LIFE LIFE LIFE 公演情報 シス・カンパニー「LIFE LIFE LIFE」の観てきた!クチコミとコメント

  • 満足度★★★★

    二組の夫婦のウイットに富んだ社交的会話が、酒とイライラの力もあって、互いの弱点を刺激しあう、ジャブを応酬しあうボクシングのような一夜へと変わっていく。それでもシリアスというよりコミカルで、笑いの中で幕を閉じる。しゃれた脚本と、センスある演出家と、うまい役者がそろえば、たっぷりの笑いのなかに人生のほろ苦さも混じる、こんな口当たりの良い芝居ができますよ、という見本のような舞台。
    似ている舞台としては、昨年見た加藤健一の徹底した笑いの「Out of Order」を思い出した。

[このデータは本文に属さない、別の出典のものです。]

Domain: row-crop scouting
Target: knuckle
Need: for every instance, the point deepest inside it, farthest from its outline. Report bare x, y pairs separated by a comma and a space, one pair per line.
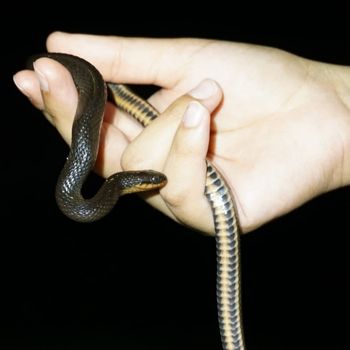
175, 197
132, 160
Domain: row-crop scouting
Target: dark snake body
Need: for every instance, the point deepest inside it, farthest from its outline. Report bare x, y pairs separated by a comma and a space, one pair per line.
85, 141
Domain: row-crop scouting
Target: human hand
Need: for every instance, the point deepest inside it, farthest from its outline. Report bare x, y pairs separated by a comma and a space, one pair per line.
280, 135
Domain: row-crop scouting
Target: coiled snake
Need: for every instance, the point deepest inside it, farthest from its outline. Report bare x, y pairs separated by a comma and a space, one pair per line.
85, 140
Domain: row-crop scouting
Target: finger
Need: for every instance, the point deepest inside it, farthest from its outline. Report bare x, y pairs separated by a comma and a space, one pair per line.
152, 147
130, 60
186, 170
27, 82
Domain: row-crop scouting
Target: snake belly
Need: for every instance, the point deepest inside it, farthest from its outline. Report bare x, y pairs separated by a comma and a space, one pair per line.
85, 140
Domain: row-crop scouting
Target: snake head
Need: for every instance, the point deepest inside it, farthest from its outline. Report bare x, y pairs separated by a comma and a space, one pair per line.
140, 181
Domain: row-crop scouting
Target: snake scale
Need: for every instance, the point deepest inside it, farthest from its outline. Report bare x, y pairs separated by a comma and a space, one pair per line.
87, 124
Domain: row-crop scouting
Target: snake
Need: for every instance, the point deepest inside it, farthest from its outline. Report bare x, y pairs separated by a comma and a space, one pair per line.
92, 96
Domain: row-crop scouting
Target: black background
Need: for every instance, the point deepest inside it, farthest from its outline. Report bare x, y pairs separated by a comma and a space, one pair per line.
141, 281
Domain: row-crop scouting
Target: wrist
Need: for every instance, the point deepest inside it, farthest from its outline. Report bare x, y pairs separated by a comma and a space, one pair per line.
341, 82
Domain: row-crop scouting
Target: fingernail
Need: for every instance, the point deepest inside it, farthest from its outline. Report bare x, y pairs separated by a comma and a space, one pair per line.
44, 85
193, 115
204, 90
20, 86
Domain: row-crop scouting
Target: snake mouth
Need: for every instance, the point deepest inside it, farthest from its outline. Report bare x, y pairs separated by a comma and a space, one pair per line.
149, 186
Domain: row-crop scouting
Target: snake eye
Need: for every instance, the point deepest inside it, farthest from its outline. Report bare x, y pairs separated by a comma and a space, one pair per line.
157, 178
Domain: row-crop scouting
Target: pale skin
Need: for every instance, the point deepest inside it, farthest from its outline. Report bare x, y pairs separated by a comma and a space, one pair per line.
277, 126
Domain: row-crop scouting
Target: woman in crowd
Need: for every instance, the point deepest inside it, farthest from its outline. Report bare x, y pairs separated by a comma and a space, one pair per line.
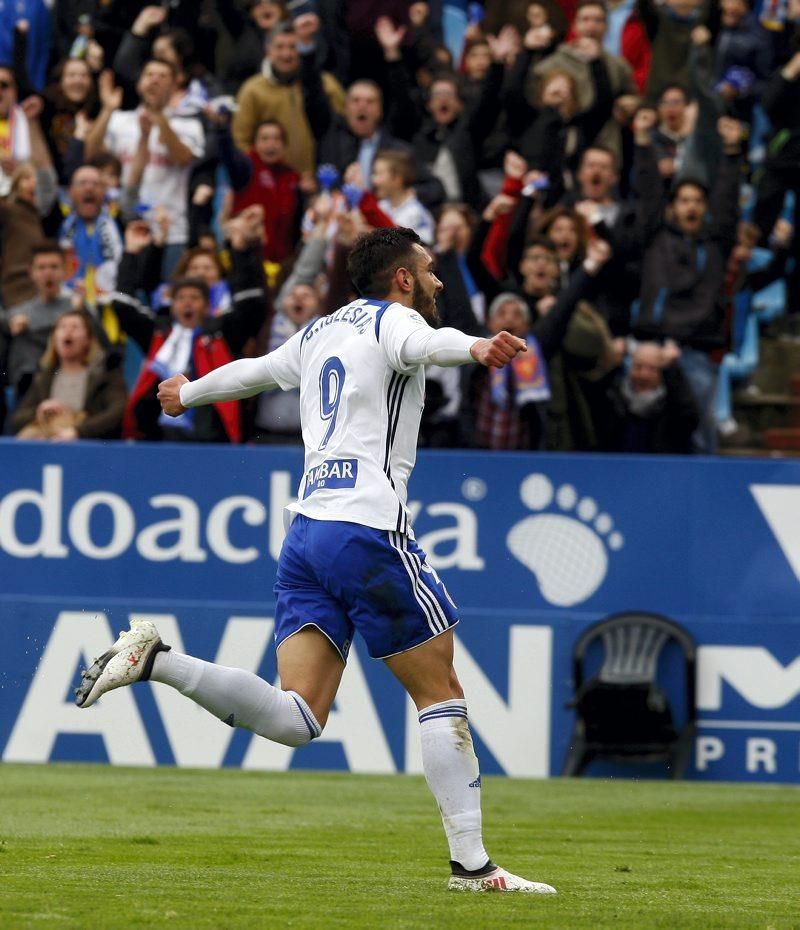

    若手と、その生殺与奪の権を握る上司のぶつかり合いという点では、先日の「ブルー/オレンジ」と通じるところもある。上司と部下の関係で互いの本音を、時にチクチクと、時にガツーンとぶつけ合う。惨めさも滑稽さもオープンにして笑いのめす闊達さは、日本には難しいだろう。それほど日本の上下関係は骨がらみというか、湿っぽくて陰気で、客観化しにくい

    ネタバレBOX

    他でも書いているように、同じシチュエーションから、それぞれ悲喜劇度の違う3つのバージョンを繰り返す。その違いの根本は、若い夫の性格と人生態度にあるように思った。心構えひとつで、どん底から希望の光まで3つのパターンがありますよと。
    パターン1は、若い下っ端天文学者の夫が最初から最後まで、人事権を持つ上司に卑屈にへつらいきっている。それがために「運に見放された負け犬」と上司に影口を言われていたことに、大打撃を受ける。上司夫婦は勝ち誇って帰り、夫は妻にも見放されかけて終わる。これが45分で一番長く、実は、一番、見ていて笑える。面白い。やっぱり他人の不幸は蜜の味である。
    二番目は、若い夫は地位は低いが精神的には自立的である。妻との関係も互いにリスペクトがあって良好。そのため、最後は、若い夫から上司に「あんたのような学会ハイソの人間の贅沢と傲慢には付き合いきれない」と先制攻撃する。上司とのあいだが決裂するのは同じだが、夫婦仲に危機を迎えるのは上司夫婦の方である。段田康則の上司は、あえなくともさかりえに不倫を断られるのも、若い夫の勝利と言える。このパターンから、大竹しのぶ演じる上司の妻が宇宙のロマンを語ったりして、意外な純な心の持ち主と描かれるのも興味深かった。
    三番目は、最も円満で、実は最も面白みが乏しい(それでも十分面白いんだけれど)。外国の研究者に先を越されたらしいぞ、という上司の嫌がらせにも、若い夫はすでに情報を先に知っていて、逆に、優位に立つ。さらに友人からもっと詳しい話を電話で聞き、上司がくやしがるような、安心と確信を得る。「負け犬」でも「ダメ男」でもないのだから、平凡な幸福の予感で終わるのは当然である。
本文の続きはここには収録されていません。